Berdasarkan konteks tersebut, ngrumpi bagi mereka menjadi bentuk perjuangan untuk menegosiasikan kekuatan perempuan dan pemikiran kreatif mereka guna memutuskan dan menyetujui apa yang harus mereka lakukan, khususnya mengakhiri tindakan kurang ajar suami mereka. Dalam perspektif posfeminis, aksi ini menggambarkan politik representasi yang darinya perempuan dapat menemukan dan menggunakan budaya mereka sebagai perjuangan memperebutkan makna dalam konteks sosio-kultural, terutama melalui budaya populer seperti narasi komedi situasi.
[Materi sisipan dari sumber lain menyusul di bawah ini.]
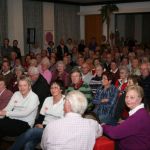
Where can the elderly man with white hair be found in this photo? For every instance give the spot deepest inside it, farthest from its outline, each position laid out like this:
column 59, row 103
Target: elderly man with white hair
column 72, row 132
column 39, row 84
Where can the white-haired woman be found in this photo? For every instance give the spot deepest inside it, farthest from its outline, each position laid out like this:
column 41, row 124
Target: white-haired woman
column 44, row 69
column 19, row 115
column 61, row 74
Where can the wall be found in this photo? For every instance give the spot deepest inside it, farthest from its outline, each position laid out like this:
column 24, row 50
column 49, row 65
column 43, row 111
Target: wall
column 123, row 8
column 15, row 22
column 48, row 21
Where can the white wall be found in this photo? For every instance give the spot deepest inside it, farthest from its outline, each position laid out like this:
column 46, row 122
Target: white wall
column 15, row 22
column 123, row 8
column 48, row 20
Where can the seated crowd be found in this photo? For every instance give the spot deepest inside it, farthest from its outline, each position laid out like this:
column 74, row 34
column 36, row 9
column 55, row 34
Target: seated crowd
column 46, row 98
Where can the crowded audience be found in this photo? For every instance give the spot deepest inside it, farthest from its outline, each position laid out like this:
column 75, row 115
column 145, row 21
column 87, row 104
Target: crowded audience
column 103, row 78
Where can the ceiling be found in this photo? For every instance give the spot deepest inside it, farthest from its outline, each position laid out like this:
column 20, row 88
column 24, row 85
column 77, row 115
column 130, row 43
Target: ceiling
column 91, row 2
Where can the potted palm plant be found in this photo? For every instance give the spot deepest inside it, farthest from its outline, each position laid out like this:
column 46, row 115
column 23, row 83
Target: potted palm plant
column 106, row 12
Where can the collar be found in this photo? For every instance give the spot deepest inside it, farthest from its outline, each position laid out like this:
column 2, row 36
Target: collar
column 114, row 71
column 78, row 85
column 5, row 73
column 131, row 112
column 2, row 91
column 120, row 81
column 72, row 114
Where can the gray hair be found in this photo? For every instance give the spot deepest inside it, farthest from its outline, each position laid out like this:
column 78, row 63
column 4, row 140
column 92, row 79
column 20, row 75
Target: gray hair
column 33, row 70
column 25, row 78
column 20, row 68
column 46, row 61
column 78, row 101
column 60, row 63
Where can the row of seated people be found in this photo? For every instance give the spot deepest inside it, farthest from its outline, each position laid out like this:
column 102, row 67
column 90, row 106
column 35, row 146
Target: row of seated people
column 70, row 130
column 41, row 77
column 80, row 81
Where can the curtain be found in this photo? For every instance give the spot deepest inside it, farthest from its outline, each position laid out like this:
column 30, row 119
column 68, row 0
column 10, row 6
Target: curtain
column 33, row 18
column 67, row 22
column 130, row 26
column 3, row 20
column 146, row 28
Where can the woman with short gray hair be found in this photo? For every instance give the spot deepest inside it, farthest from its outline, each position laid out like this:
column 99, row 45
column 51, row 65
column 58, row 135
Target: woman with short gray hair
column 19, row 115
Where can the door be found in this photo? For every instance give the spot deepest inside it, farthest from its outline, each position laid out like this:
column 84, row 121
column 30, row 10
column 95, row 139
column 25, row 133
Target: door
column 93, row 28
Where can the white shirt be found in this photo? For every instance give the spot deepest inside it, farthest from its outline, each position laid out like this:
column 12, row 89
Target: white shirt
column 71, row 133
column 52, row 111
column 131, row 112
column 23, row 108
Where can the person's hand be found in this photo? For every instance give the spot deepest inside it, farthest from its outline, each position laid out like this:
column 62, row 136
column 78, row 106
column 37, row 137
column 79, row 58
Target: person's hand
column 2, row 113
column 39, row 126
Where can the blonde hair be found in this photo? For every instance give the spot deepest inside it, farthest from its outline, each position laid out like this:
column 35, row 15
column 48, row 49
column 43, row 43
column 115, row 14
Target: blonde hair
column 78, row 101
column 136, row 88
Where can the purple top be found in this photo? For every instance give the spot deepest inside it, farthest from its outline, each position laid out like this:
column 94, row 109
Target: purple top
column 133, row 133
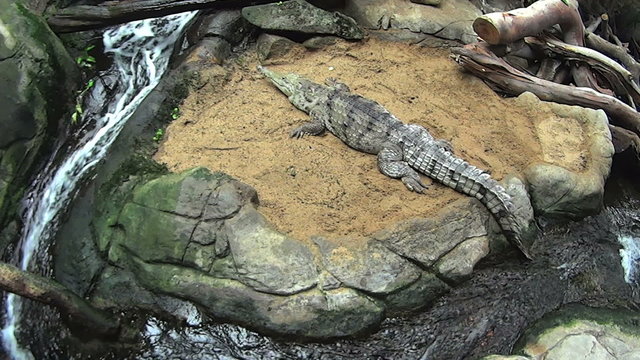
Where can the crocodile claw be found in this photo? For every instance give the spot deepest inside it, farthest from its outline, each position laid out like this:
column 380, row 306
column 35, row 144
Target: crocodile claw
column 414, row 184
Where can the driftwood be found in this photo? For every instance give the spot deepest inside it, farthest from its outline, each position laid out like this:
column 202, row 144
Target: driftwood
column 505, row 78
column 507, row 27
column 615, row 73
column 84, row 17
column 596, row 42
column 78, row 312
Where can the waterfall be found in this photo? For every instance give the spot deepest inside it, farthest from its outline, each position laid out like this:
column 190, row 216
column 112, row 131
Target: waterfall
column 141, row 52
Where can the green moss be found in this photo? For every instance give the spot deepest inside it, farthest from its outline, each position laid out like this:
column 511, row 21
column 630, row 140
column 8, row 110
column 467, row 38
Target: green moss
column 626, row 320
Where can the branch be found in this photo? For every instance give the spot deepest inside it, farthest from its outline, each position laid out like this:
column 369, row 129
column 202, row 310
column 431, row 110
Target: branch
column 507, row 27
column 85, row 17
column 620, row 78
column 503, row 77
column 598, row 43
column 50, row 292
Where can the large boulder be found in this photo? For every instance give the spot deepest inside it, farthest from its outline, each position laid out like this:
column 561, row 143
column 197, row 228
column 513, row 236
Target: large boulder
column 38, row 78
column 451, row 20
column 576, row 159
column 600, row 335
column 300, row 16
column 198, row 236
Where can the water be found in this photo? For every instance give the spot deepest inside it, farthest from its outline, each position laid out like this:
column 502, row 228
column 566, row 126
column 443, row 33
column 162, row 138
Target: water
column 141, row 51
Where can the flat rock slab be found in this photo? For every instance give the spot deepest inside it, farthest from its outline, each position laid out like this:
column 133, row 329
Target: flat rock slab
column 451, row 20
column 300, row 16
column 580, row 339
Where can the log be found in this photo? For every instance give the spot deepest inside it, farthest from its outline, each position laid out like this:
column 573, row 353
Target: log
column 620, row 79
column 510, row 26
column 505, row 78
column 596, row 42
column 86, row 17
column 507, row 27
column 79, row 313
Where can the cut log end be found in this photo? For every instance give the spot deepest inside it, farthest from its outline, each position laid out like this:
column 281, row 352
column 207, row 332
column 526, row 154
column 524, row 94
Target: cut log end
column 487, row 30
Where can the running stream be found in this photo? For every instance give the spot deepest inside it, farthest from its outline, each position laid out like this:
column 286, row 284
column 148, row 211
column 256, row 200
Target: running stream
column 141, row 51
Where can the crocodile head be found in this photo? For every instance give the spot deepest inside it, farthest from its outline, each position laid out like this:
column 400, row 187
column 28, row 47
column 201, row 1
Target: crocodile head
column 302, row 92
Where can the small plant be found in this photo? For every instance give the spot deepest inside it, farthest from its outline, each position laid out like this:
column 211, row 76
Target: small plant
column 159, row 135
column 175, row 113
column 77, row 113
column 85, row 60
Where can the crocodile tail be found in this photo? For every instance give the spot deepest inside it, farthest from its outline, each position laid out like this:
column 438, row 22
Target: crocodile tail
column 468, row 179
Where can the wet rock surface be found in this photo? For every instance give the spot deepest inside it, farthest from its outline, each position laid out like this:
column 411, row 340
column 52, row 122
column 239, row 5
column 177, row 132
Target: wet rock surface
column 581, row 333
column 39, row 77
column 481, row 316
column 302, row 17
column 197, row 236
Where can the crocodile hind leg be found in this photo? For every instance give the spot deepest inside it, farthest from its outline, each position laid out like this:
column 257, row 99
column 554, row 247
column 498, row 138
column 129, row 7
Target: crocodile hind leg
column 334, row 83
column 391, row 164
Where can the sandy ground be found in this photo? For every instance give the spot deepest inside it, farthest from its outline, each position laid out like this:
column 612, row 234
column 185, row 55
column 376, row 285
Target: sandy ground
column 318, row 185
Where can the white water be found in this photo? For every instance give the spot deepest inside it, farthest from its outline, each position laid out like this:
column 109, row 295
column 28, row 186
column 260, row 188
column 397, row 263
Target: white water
column 141, row 52
column 630, row 256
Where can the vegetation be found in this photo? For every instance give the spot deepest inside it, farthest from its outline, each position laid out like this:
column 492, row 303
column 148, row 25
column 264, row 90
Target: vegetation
column 77, row 113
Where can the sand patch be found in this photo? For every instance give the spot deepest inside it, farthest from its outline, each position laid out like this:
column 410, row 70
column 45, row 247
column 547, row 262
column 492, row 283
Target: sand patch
column 318, row 185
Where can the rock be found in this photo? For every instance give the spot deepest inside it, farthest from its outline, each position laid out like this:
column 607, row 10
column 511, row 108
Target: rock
column 226, row 24
column 266, row 260
column 427, row 2
column 577, row 155
column 300, row 16
column 273, row 46
column 213, row 50
column 320, row 42
column 451, row 20
column 370, row 267
column 197, row 236
column 39, row 78
column 417, row 295
column 312, row 314
column 427, row 240
column 627, row 149
column 581, row 333
column 458, row 264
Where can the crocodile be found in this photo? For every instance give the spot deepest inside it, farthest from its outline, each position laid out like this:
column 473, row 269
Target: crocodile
column 403, row 150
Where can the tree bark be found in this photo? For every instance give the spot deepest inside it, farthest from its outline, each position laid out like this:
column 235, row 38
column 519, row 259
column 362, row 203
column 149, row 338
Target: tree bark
column 596, row 42
column 78, row 312
column 503, row 77
column 507, row 27
column 85, row 17
column 620, row 79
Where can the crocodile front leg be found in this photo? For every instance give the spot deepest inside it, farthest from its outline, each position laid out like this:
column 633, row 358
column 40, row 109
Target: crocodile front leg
column 391, row 164
column 314, row 127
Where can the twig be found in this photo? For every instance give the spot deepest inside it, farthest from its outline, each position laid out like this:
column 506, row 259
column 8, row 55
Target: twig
column 620, row 53
column 504, row 77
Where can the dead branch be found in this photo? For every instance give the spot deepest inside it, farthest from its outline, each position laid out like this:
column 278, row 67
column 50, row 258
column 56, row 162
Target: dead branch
column 619, row 78
column 507, row 27
column 505, row 78
column 85, row 17
column 47, row 291
column 598, row 43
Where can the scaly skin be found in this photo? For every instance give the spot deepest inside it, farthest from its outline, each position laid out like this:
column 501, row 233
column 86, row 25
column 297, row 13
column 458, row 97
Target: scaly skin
column 403, row 150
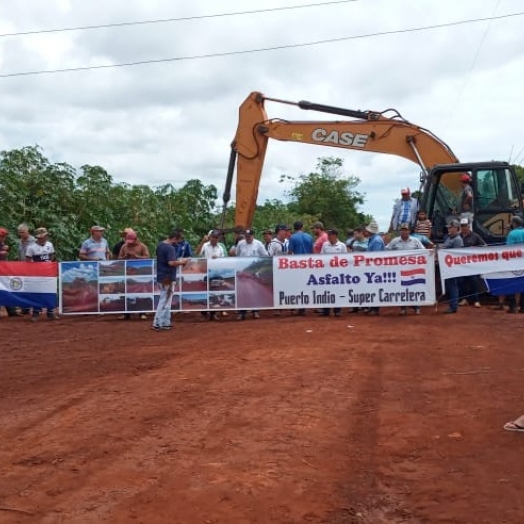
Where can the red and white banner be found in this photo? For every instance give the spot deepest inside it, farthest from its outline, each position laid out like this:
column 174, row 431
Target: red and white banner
column 404, row 278
column 29, row 284
column 480, row 260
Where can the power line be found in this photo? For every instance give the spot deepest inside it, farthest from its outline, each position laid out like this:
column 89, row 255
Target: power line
column 264, row 49
column 474, row 62
column 169, row 20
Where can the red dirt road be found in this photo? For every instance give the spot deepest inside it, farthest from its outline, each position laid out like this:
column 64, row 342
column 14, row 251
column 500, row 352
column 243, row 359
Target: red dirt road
column 286, row 420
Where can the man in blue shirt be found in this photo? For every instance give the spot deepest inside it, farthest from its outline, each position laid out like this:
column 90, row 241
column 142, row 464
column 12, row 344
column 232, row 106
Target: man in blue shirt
column 166, row 265
column 516, row 236
column 300, row 243
column 375, row 243
column 183, row 249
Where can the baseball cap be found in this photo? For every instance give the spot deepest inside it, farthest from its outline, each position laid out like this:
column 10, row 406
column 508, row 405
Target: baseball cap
column 41, row 232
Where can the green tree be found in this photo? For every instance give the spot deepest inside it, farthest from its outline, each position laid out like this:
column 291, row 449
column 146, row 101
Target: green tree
column 327, row 194
column 68, row 203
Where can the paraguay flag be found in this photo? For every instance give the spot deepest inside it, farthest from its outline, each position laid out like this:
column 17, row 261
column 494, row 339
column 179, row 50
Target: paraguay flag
column 29, row 284
column 410, row 277
column 504, row 282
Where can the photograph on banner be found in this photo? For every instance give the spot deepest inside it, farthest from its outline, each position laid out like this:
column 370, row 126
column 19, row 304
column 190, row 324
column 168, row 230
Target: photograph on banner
column 112, row 268
column 79, row 288
column 140, row 284
column 221, row 274
column 195, row 265
column 355, row 280
column 139, row 267
column 254, row 287
column 193, row 301
column 192, row 282
column 111, row 285
column 175, row 302
column 221, row 300
column 138, row 302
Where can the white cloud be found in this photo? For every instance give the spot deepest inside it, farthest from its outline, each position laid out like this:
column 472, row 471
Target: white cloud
column 174, row 121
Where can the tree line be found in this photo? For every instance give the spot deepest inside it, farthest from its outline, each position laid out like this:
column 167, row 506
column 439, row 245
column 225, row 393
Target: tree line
column 68, row 202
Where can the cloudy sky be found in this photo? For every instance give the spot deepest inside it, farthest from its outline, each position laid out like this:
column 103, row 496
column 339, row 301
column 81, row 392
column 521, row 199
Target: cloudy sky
column 174, row 121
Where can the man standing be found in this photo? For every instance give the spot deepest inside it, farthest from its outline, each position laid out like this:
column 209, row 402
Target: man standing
column 183, row 248
column 212, row 249
column 320, row 236
column 133, row 249
column 300, row 243
column 405, row 242
column 116, row 248
column 404, row 210
column 41, row 251
column 516, row 236
column 453, row 241
column 249, row 247
column 466, row 198
column 95, row 247
column 166, row 266
column 375, row 243
column 278, row 245
column 469, row 285
column 332, row 246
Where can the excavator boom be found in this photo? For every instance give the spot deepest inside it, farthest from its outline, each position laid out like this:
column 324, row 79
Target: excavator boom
column 368, row 131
Posfeminisme sebagai bagian dari feminisme yang mewarnai kajian budaya menekankan pergelaran perempuan--umumnya dalam budaya feminin esensialis--dalam budaya/media populer atau karya sastra sebagai perjuangan representasional yang diwarnai oleh budaya konsumsi aktif (Banet-Weiser dan Portwood-Stacer, 2006: 257).Â
Perempuan bukan hanya individu yang cenderung menggunakan perasaan mereka tanpa mempertimbangkan rasionalitas, tetapi mereka juga memiliki kreativitas praktis dan taktis untuk menyukseskan strategi perlawanan mereka. Dalam sitkom ini, ini menandakan perempuan super-intelijen dalam berbicara dan merencanakan tindakan yang sesuai terhadap suami mereka. Ngrumpi, kemudian, muncul sebagai perlawanan simbolis yang tidak hanya berhenti pada obrolan yang berlebihan di antara para istri, seperti halnya dalam masyarakat nyata, tetapi diikuti oleh tindakan praktis sebagai tanda untuk menunda superioritas laki-laki atas perempuan.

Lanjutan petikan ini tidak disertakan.